No, it’s Emori backed up against one of the walls, trapped by Murphy’s arms and his body pressing into her, and her weak protests of “John, I really need to get back to running through the simulations, I haven’t got . . .” disappearing into the press of his lips against hers, and she really doesn’t seem to be resisting all that hard.

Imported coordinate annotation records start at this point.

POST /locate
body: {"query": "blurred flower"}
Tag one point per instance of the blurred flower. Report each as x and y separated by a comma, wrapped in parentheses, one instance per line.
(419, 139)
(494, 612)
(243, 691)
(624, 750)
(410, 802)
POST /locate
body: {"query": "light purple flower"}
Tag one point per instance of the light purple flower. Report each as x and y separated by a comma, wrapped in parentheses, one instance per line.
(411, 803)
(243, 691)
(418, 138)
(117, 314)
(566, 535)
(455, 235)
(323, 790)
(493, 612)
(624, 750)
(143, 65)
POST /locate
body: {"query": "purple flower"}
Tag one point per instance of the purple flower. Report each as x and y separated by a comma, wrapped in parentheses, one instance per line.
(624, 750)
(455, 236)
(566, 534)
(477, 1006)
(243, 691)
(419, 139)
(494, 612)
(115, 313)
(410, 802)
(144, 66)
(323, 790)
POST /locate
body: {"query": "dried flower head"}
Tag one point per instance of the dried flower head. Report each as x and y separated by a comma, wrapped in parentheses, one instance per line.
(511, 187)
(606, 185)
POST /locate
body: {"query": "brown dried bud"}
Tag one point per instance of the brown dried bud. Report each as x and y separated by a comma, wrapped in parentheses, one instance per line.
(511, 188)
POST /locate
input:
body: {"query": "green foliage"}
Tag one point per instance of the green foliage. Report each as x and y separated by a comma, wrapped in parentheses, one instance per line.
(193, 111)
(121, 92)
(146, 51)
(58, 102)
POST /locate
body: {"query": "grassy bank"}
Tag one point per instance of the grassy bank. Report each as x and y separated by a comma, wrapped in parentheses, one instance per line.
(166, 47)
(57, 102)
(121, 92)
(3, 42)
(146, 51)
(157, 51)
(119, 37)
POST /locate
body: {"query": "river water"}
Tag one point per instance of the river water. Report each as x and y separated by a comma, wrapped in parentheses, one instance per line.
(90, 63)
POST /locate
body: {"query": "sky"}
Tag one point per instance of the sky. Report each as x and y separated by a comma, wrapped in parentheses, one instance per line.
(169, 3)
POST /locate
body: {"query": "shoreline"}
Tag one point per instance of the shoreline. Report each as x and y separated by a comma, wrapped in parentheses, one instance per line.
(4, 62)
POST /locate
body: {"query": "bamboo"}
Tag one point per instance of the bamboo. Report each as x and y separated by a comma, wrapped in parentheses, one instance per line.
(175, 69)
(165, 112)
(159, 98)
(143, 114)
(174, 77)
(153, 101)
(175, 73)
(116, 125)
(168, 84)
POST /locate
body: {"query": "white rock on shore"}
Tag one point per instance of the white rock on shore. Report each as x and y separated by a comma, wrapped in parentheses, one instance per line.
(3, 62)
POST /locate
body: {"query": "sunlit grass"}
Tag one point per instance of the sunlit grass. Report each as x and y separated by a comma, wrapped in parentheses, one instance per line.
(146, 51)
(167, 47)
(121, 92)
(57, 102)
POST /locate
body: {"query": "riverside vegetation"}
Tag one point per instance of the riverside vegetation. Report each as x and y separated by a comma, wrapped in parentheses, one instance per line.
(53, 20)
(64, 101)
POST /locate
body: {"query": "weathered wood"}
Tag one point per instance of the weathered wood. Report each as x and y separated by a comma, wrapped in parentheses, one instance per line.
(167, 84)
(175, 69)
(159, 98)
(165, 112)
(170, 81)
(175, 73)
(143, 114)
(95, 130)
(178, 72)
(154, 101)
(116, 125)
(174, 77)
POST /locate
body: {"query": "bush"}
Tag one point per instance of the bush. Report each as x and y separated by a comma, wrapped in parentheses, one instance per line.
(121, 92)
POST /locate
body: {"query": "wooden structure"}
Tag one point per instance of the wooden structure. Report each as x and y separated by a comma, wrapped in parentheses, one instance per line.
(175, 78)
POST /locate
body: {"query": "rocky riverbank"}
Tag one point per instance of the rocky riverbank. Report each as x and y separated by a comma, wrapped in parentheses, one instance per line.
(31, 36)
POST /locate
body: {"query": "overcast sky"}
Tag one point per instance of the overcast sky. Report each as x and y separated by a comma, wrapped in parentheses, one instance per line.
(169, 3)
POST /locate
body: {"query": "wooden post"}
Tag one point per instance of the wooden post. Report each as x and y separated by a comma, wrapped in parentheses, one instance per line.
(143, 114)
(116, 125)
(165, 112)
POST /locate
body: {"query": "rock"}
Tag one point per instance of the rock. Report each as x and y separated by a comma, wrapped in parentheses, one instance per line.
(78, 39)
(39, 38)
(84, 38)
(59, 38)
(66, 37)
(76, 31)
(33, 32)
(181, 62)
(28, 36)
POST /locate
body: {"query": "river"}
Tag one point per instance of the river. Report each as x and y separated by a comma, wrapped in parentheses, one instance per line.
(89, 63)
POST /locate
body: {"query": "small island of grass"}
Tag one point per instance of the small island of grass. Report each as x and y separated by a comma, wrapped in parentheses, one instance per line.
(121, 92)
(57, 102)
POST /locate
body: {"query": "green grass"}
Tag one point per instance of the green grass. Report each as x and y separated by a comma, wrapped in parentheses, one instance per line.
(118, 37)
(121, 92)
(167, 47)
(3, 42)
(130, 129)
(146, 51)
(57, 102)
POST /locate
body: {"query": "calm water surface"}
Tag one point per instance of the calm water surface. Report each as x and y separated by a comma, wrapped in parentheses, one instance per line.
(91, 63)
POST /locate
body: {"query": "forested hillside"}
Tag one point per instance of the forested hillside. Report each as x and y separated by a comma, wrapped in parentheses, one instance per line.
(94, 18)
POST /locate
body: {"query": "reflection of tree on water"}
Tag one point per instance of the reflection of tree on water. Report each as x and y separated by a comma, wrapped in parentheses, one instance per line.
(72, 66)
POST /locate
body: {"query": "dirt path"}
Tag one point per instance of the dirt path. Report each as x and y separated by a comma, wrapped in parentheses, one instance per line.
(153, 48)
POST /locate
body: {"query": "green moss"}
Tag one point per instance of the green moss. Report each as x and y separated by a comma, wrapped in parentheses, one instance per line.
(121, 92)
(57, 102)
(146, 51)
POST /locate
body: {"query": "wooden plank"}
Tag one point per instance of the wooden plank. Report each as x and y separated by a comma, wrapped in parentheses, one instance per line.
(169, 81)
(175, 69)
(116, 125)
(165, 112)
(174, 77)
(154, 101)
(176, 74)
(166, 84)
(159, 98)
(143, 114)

And Raven knows she’s seen a heck of a lot more than this – this is as PG-rated as you can get – but there’s something about seeing Murphy like this that fries her brain for a split-second. Because of them all, Murphy is the one that is surprisingly the most private about his relationship with Emori – never really talks about it, keeps the PDA to a bare minimum – and this is the freest she’s seen him. That he’s capable of such affection shouldn’t come as a surprise, and yet somehow, she’s forgotten his story. The one he’d spilled freely at her bullish prodding and she’d so openly mocked. And she knows he’d be the first to say he’d deserved it, but three years is a long time, and she likes to think she knows him better now, and she’s in a better place now to feel ashamed. Because that angry, bitter girl, filled with nothing but hatred in place of empathy, is not who she is. And who _he_ is, is the boy that had been born into affection, only to have it cruelly stripped away, leaving him too frightened to ever invite it back into his life.

Until Emori, that is.

Raven can’t bring herself to look away as he kisses a path down Emori’s neck before lifting her hand – the mutated one she still tries to hide away – and presses his lips to it like it’s the most precious thing he has in his grasp, eyes never straying from hers as he does, and she feels something jolt painfully in her chest with it.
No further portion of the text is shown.